NRZ: Freibrief für den Kampf gegen die syrischen Kurden – ein Kommentar von JAN JESSEN

Im Endeffekt ist es egal, wer von Syrien aus den
türkischen Grenzort Akçakale beschossen hat; ob die Granate, die fünf
Zivilisten tötete, von syrischen Soldaten oder von Freischärlern
abgefeuert wurde. Fest steht: Der Angriff hat der türkischen Seite
den willkommenen Anlass dafür geliefert, grünes Licht für
militärische Operationen im Nachbarland zu geben. Ankara wird keinen
großen Krieg gegen Damaskus beginnen, in den die Nato mit
hereingezogen werden könnte; das liegt nicht im Interesse der
Regierung Erdogan, ganz gleich, wie groß ihr Wunsch ist, als
regionale Ordungsmacht wahrgenommen zu werden. Die Türkei will
kurdische Autonomiebestrebungen in Syrien eindämmen.

Der Traum von einem freien, unabhängigen Kurdistan ist in
greifbarere Nähe gerückt, seit der Bürgerkrieg in Syrien losgebrochen
ist. Im Schatten des Konflikts haben sich die Kurden – weitgehend
unbemerkt von der Weltöffentlichkeit – im Norden des Landes Freiräume
geschaffen, sie kontrollieren ganze Städte. Im Nordirak genießen sie
ohnehin seit Jahren einen weitreichenden Autonomiestatus. Auf dem
Berg Kandil im Nordirak hat die kurdische Arbeiterpartei PKK einen
sicheren Rückzugshafen, trotz der Luftangriffe, die die Türkei immer
wieder auf das Nachbarland fliegt. Jetzt will Bagdad die Türkei
zwingen, Militärstützpunkte im Nordirak zu schließen. Und nicht
zuletzt hat die PKK im Frühjahr wieder ihren Guerilla-Krieg im Süden
der Türkei aufgenommen. Die Regierung Erdogan steht wegen dieser
Entwicklungen innenpolitisch mächtig unter Druck.
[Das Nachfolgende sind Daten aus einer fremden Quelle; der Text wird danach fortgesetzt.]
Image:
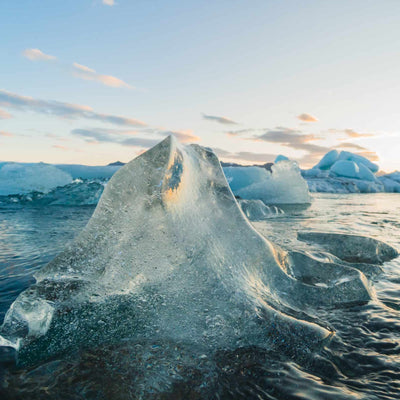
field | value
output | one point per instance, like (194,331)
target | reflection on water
(361,361)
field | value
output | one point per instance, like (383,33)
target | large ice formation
(347,172)
(25,178)
(168,254)
(283,185)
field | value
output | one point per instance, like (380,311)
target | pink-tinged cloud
(4,115)
(185,136)
(353,134)
(221,120)
(37,55)
(307,118)
(65,148)
(89,74)
(61,109)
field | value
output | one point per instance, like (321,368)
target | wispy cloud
(128,138)
(99,136)
(89,74)
(4,115)
(37,55)
(351,146)
(350,133)
(307,118)
(353,134)
(244,156)
(61,109)
(221,120)
(186,136)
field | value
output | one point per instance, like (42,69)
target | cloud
(353,134)
(286,137)
(102,136)
(307,118)
(183,136)
(89,74)
(37,55)
(350,133)
(245,156)
(221,120)
(4,115)
(351,146)
(98,135)
(65,148)
(242,132)
(61,109)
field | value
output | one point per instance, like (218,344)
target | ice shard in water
(169,253)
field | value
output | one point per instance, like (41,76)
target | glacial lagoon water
(362,360)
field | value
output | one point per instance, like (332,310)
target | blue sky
(90,82)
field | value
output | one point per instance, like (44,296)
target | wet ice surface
(360,362)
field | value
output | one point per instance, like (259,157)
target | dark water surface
(362,361)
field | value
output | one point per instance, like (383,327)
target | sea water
(362,360)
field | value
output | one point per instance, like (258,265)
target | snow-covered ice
(169,246)
(283,185)
(17,178)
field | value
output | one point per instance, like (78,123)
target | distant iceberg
(17,178)
(282,185)
(169,254)
(346,172)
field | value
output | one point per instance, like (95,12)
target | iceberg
(327,160)
(16,178)
(347,172)
(256,210)
(280,157)
(168,254)
(283,185)
(359,160)
(88,171)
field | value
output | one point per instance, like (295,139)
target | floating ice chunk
(88,171)
(390,185)
(24,178)
(280,157)
(365,173)
(168,253)
(327,160)
(351,248)
(284,185)
(347,155)
(240,177)
(346,169)
(256,210)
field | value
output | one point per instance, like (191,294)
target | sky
(96,81)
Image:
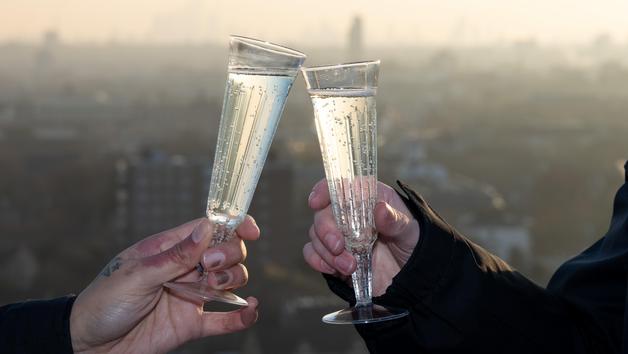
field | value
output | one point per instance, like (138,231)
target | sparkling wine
(251,110)
(346,126)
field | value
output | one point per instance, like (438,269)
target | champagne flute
(260,75)
(343,97)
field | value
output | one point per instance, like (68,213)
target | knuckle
(179,256)
(244,275)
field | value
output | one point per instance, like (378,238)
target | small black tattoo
(111,267)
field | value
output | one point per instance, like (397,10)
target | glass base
(364,314)
(199,290)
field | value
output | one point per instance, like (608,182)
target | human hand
(398,234)
(127,310)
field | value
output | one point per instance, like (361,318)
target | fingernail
(213,259)
(343,263)
(221,277)
(199,232)
(326,268)
(312,195)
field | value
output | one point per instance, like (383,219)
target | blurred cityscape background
(513,124)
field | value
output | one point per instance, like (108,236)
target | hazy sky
(296,21)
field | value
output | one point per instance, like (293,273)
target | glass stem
(362,278)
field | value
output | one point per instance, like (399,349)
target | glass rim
(341,65)
(268,46)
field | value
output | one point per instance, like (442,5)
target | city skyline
(395,22)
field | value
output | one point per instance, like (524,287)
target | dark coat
(463,299)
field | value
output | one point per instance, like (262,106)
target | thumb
(180,258)
(395,226)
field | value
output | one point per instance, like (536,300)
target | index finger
(162,241)
(319,198)
(248,229)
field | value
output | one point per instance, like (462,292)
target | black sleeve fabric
(462,299)
(36,326)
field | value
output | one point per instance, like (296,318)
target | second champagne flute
(260,75)
(343,97)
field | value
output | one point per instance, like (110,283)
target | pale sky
(316,22)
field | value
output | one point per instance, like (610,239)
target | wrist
(76,337)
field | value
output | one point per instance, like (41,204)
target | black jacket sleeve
(462,299)
(37,326)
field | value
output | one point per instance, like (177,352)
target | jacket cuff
(38,326)
(430,261)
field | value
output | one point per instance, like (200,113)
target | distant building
(355,44)
(45,56)
(157,191)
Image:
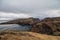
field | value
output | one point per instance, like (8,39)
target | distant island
(50,26)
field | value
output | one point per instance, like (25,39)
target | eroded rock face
(49,26)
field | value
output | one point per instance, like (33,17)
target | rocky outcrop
(17,35)
(49,26)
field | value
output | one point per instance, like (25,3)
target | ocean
(14,27)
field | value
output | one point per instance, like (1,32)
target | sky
(12,9)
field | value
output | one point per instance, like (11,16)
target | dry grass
(17,35)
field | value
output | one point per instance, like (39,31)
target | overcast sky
(10,9)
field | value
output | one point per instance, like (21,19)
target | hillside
(18,35)
(50,26)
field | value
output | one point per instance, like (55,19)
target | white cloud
(27,8)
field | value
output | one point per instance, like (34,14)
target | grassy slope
(16,35)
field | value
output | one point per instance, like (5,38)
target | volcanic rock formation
(49,26)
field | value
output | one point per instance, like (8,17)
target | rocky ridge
(50,26)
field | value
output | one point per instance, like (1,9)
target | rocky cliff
(50,26)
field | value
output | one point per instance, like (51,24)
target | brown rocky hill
(50,26)
(18,35)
Der türkische Angriff auf die Region um Tell Abjad war nicht der
erste auf das syrische Kurdengebiet. Schon zu Wochenbeginn – also
lange vor dem Granatenbeschuss auf Akçakale – schossen türkische
Soldaten auf kurdische Freischärler und töteten einen Menschen. Mit
dem Parlamentsbeschluss von gestern hat sich Ankara jetzt einen
Freibrief dafür verschafft, die Militäroperationen gegen die Kurden
in Syrien auszuweiten und ihre Freiheitsbestrebungen im Keim zu
ersticken. Die ohnehin komplizierte Lage im syrischen Bürgerkrieg –
der längst ein Stellvertreter-Krieg ist, in dem regionale Mächte ihr
eigenes blutiges Spiel spielen – wird noch verworrener. Der Westen
sollte sich nicht auf dieses Spiel einlassen.